Yesterday Mayor Bill de Blasio unloaded on Governor Andrew Cuomo, calling him a transactional politician who governs by vendetta and has no political allegiance to anything or anybody except his own career.
Today, Cuomo starts the counterattack:
2 Dem Party sources:Cuomo admin calling around today seeking Dems to publicly back Cuomo in fight w/ de Blasio.— Tom Precious (@TomPreciousALB) July 1, 2015
So far, it's been de Blasio who's gotten backing from fellow Dems.
Yesterday there was this in Ross Barkan's Observer piece on the feud:
Among top Democrats in New York, Mr. Cuomo is virtually friendless. He has burned bridges with Sen. Charles Schumer, Attorney General Eric Schneiderman and State Comptroller Thomas DiNapoli. Ditto the rank-and-file party activists motivated more by ideology than Mr. Cuomo’s centrist pragmatism.
An Albany Democrat was similarly blunt.
“I think what you are seeing is that the governor has no friends and that is because he has no actual beliefs and vision,” the Democrat said. “He just wants to win.”
State Senator Mark Panepinto went on record last night backing de Blasio in the battle with Cuomo:
During a wide-ranging CapTon interview last night, Buffalo Sen.
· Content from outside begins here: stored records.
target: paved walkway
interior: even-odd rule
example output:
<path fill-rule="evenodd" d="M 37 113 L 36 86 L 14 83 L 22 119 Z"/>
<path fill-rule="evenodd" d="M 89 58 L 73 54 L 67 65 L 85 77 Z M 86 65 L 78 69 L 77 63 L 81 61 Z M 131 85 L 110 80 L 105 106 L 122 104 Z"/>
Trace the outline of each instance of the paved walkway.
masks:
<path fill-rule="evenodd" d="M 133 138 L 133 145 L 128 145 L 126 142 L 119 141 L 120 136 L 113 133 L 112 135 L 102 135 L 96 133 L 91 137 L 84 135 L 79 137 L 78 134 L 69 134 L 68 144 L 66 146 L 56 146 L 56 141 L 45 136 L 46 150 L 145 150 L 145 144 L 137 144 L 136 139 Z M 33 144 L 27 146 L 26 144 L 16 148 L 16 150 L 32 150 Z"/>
Marc Panepinto unleashed on the governor, saying he had “lined up with the Senate Republicans against the mayor of New York City” during the end of the 2015 session.
“Poor Mayor de Blasio,” Panepinto said. “There wasn’t one thing that the governor agreed with him on, even though they share a party affiliation.”
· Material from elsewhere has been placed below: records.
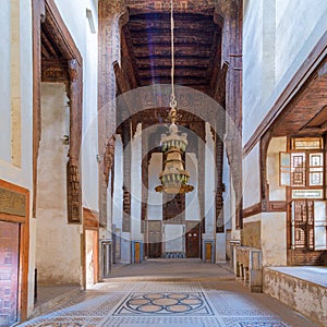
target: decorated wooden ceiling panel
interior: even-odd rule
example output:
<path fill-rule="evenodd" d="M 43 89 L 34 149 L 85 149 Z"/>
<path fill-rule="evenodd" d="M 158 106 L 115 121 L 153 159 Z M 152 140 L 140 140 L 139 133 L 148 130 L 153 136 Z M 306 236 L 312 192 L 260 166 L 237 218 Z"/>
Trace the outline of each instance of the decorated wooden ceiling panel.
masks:
<path fill-rule="evenodd" d="M 327 59 L 280 114 L 274 136 L 327 132 Z"/>
<path fill-rule="evenodd" d="M 131 14 L 123 28 L 138 86 L 171 83 L 170 13 Z M 174 82 L 209 89 L 220 61 L 221 29 L 213 15 L 174 13 Z"/>

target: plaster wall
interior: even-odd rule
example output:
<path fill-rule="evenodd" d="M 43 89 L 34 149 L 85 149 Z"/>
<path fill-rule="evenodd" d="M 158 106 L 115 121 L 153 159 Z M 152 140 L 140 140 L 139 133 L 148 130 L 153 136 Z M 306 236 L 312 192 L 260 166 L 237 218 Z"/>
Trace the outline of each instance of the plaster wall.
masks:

The senator’s comments echoed the mayor’s very public venting of his frustrations with the governor over the past six months, which included an accusation that the Senate Republicans were under Cuomo’s “control” when it came to thwarting NYC’s agenda.
Panepinto insisted he has a “great deal of respect for the governor, but he wants to rule the Democratic Party with an iron fist.”
“We’re a party of inclusion we’re a party of discussion…and it’s been my impression during my short time in state government that Governor Cuomo often doesn’t like those debates,” the senator said.
Cuomo privately backed Panepinto's Republican opponent, former state Senator Mark Grisanti, last November as payback for Grisanti's backing Cuomo on gay marriage, so Panepinto owes Cuomo nothing.
Still, you've already got one Dem on record echoing de Blasio's remarks and at least one Dem off the record doing the same.
We'll see how many Dems come out to support Cuomo - I suspect we'll see a few who owe either their jobs or their political relevance to Cuomo back him.
That means the inevitable David Paterson statement of support (though as Louis Flores pointed out, Cuomo played games with Paterson back in the day too) and a few others.
Political consultants who've worked for Cuomo will warn us that de Blasio is wrong here (you know, like Hank Scheinkopf), but again, they'll have expedient reasons to do so.
Otherwise, I bet Cuomo's going to have some trouble getting fellow Democrats or party activists to publicly back him.
After all the years of screw jobs, Cuomo has alienated nearly everybody in the political establishment and sits isolated in his darkened room on the second floor making his phone calls that nobody wants to get or act upon.